General manager Chuck Fletcher added a candidate Wednesday by signing forward Chris Stewart to an NHL pro tryout for camp.

Stewart, 31, was a 2006 first-round draft pick of the Avalanche and has played 652 career NHL games between six teams. His best season came as a 22-year-old with the Avalanche in 2009-10, when he scored 64 points (28 goals, 36 assists) over 77 games. Last season, he played in the EIHL for the Nottingham Panthers, scoring 13 points (six goals, seven assists) through 23 games.

The 6-foot-2, 242-pound winger has ties to the Flyers' GM. He played parts of three seasons for Fletcher's Wild from 2014 to 2018, putting up 25 goals, 20 assists and a plus-6 rating in 146 games.

The Flyers like their options for the third-line winger vacancy. The names include Joel Farabee, Morgan Frost, Isaac Ratcliffe, German Rubtsov, Carsen Twarynski, Mikhail Vorobyev, Nicolas Aube-Kubel, Andy Andreoff and Kurtis Gabriel.

Farabee and Frost have drawn a lot of attention as young first-round draft picks coming off big seasons with Boston University (see story) and the OHL's Sault Ste. Marie Greyhounds (see story), respectively. Rubtsov is an underrated option given his size, advanced game and positional versatility. Ratcliffe is a 6-foot-6 winger who scored 50 goals last season with the OHL's Guelph Storm, while Vorobyev saw time with the Flyers in 2018-19.

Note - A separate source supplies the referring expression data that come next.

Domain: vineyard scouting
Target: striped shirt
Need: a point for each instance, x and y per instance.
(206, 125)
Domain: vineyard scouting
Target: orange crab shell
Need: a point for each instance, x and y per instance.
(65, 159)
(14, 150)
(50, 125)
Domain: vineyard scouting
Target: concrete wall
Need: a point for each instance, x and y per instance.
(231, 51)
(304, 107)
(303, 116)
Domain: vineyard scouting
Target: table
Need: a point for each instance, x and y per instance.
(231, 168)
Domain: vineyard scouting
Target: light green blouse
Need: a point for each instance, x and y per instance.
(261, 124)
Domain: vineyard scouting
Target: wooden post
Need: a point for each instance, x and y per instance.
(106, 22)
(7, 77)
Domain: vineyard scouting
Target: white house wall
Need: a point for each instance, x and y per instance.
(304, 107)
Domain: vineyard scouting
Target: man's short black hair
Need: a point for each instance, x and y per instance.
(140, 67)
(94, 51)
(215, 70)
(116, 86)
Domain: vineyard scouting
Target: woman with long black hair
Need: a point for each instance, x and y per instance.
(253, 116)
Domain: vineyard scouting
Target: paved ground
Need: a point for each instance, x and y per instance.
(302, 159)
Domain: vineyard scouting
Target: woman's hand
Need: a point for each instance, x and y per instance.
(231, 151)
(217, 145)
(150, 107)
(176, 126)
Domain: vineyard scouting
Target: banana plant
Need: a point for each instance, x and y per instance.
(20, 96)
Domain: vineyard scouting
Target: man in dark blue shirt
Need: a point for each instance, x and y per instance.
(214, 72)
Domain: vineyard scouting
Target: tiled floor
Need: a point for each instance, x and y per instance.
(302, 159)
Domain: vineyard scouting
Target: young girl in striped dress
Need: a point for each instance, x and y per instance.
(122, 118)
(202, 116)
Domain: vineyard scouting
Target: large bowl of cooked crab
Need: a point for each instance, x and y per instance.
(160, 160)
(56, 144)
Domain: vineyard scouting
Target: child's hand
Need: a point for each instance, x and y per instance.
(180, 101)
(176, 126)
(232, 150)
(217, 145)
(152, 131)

"It's more than Farabee and Frost," Fletcher said July 1. "I think Rubtsov had a tremendous prospect camp here. Ratcliffe is a quality young player. Vorobyev is a young man that we feel is going to come back next year a little bit stronger.

"There are several players down there that can play games, never mind Andreoff, who's a player that I think will make a very strong push to make our team this season. Kurtis Gabriel is a player that's played games in the NHL the past few seasons. We have a lot of options. That's what training camp is for — it's an opportunity for players to come in and show that they belong. It should be an exciting camp."